Obwohl im Dezember 2020 ein historischer Höchststand an Infektionstransporten erreicht wurde, konnten sie vergleichsweise besser bewältigt werden. Die derzeitige Überlastung der Intensivstationen und Notaufnahmen, die zu einem überwiegenden Teilen durch ungeimpfte Patienten belegt sind, macht die Situation heute deutlich dramatischer. "Die schwierigste Phase der Pandemie steht uns in den kommenden Wochen bevor", vermutet der BRK-Präsident. 

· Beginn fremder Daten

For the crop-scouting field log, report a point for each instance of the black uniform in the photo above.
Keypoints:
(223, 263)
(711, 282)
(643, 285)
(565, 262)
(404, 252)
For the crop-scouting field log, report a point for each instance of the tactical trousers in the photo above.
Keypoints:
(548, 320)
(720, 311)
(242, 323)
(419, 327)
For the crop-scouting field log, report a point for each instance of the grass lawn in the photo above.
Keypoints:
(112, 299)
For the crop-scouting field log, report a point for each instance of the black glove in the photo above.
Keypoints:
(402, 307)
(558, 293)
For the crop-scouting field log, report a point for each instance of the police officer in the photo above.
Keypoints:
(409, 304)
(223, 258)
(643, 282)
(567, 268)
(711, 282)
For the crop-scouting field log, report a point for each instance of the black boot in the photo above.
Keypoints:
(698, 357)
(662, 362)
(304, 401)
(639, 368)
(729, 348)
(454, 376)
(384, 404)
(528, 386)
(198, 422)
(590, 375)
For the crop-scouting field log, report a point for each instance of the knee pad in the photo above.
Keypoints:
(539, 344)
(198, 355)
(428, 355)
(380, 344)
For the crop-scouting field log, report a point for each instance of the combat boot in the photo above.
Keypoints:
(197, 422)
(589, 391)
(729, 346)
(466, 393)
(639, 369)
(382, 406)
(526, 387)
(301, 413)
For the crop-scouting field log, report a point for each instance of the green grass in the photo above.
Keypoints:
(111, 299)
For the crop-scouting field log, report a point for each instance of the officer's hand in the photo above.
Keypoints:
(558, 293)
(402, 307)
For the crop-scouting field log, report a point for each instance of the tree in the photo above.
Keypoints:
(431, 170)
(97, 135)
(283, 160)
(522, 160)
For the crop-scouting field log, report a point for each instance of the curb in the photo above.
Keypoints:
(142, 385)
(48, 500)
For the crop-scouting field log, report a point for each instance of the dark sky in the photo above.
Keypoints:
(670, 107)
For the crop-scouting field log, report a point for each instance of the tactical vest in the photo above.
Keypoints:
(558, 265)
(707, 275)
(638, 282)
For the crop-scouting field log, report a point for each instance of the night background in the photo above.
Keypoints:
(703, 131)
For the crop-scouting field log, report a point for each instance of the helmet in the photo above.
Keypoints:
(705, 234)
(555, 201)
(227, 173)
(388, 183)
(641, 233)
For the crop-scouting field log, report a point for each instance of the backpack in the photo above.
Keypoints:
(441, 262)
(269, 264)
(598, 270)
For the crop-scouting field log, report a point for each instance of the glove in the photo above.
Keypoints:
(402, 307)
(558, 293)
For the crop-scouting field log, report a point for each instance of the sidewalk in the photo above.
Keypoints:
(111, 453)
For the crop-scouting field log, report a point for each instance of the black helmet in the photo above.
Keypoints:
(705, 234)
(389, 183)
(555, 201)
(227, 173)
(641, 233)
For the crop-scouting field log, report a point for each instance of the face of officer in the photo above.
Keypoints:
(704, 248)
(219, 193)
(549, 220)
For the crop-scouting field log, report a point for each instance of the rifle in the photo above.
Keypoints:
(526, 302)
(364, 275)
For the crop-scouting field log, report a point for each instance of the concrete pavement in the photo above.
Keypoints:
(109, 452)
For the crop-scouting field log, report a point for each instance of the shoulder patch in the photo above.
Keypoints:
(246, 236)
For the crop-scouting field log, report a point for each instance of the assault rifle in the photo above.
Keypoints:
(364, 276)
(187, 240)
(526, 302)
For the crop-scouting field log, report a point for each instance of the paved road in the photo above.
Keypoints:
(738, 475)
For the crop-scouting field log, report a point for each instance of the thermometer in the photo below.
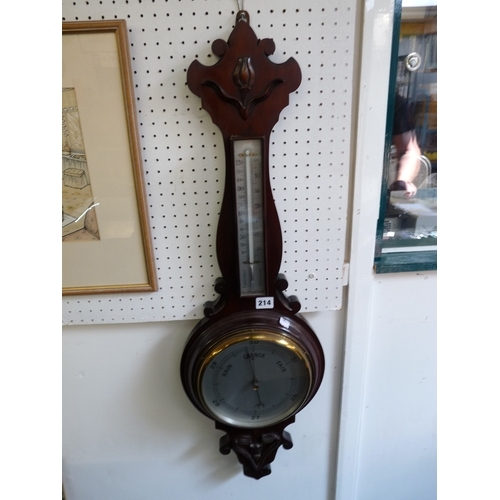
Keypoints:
(250, 211)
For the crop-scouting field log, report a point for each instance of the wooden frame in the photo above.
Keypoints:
(106, 237)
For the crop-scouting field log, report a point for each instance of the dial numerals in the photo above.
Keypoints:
(254, 382)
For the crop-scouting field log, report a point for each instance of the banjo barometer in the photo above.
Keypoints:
(252, 363)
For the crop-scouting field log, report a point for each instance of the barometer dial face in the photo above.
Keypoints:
(255, 379)
(248, 175)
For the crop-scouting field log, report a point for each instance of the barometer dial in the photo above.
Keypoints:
(254, 379)
(248, 174)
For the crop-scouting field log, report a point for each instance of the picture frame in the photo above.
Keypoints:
(106, 236)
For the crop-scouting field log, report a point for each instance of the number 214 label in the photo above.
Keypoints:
(264, 302)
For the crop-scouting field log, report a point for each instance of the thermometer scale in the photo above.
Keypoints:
(250, 211)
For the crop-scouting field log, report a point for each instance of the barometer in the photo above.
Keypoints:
(253, 362)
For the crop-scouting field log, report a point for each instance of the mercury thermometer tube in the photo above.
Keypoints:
(248, 174)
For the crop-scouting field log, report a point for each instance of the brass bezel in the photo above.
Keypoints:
(260, 334)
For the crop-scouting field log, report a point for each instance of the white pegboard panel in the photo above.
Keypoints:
(183, 157)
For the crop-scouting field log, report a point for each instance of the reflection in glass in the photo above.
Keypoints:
(410, 219)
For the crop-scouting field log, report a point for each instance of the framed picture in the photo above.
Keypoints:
(105, 230)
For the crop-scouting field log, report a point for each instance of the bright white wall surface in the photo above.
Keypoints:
(130, 432)
(398, 433)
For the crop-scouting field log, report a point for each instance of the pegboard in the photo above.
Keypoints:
(183, 154)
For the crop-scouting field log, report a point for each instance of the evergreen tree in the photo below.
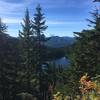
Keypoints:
(8, 64)
(27, 52)
(39, 27)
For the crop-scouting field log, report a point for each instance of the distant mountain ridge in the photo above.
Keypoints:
(57, 41)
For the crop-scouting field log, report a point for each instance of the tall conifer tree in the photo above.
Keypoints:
(39, 27)
(27, 49)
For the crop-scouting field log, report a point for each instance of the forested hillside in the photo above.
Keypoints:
(36, 67)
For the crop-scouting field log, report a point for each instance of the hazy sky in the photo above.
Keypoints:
(63, 16)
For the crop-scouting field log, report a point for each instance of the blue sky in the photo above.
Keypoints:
(63, 16)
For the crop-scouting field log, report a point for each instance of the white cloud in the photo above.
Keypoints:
(63, 22)
(11, 20)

"Impfquote in Bayern absolut enttäuschend": Hilfsorganisationen mit eindringlichem Appell

In Bayern liegt die Impfquote aktuell bei 65,4 Prozent (Stand: 14.11.2021; Quelle: LGL). Neben dem Roten Kreuz rufen auch die Organisationen Malteser und ASB die Bevölkerung zum Impfen auf. "Es ist erwiesen, dass der einzige Schutz und der einzige Weg aus der Pandemie die Coronavirus-Schutzimpfung ist. Angesichts der dramatischen Situation ist jetzt das Momentum für jede und jeden Unentschlossenen, den Weg zur Impfung zu beschreiten", appelliert Stephanie Freifrau von Freyberg, Landesbeauftragte des Malteser-Hilfsdienst in Bayern.

"Die Impfquote in Bayern ist absolut enttäuschend", sagt Norbert Tessmer, stellvertretender Landesvorsitzender des ASB Bayern. "Es scheint bis zum heutigen Tage nicht annähernd gelungen, ausreichend Menschen von der gesamtgesellschaftlichen Bedeutung der Corona-Schutzimpfung zu überzeugen. Es liegt weiterhin an jedem und jeder nun verantwortungsvoll zu handeln, sich selbst und der Allgemeinheit gegenüber."

In Bayern werden die Corona-Vorschriften unterdessen erneut verschärft: Ab Dienstag (16. November 2021) wird unter anderem die 2G-Regel deutlich ausgeweitet.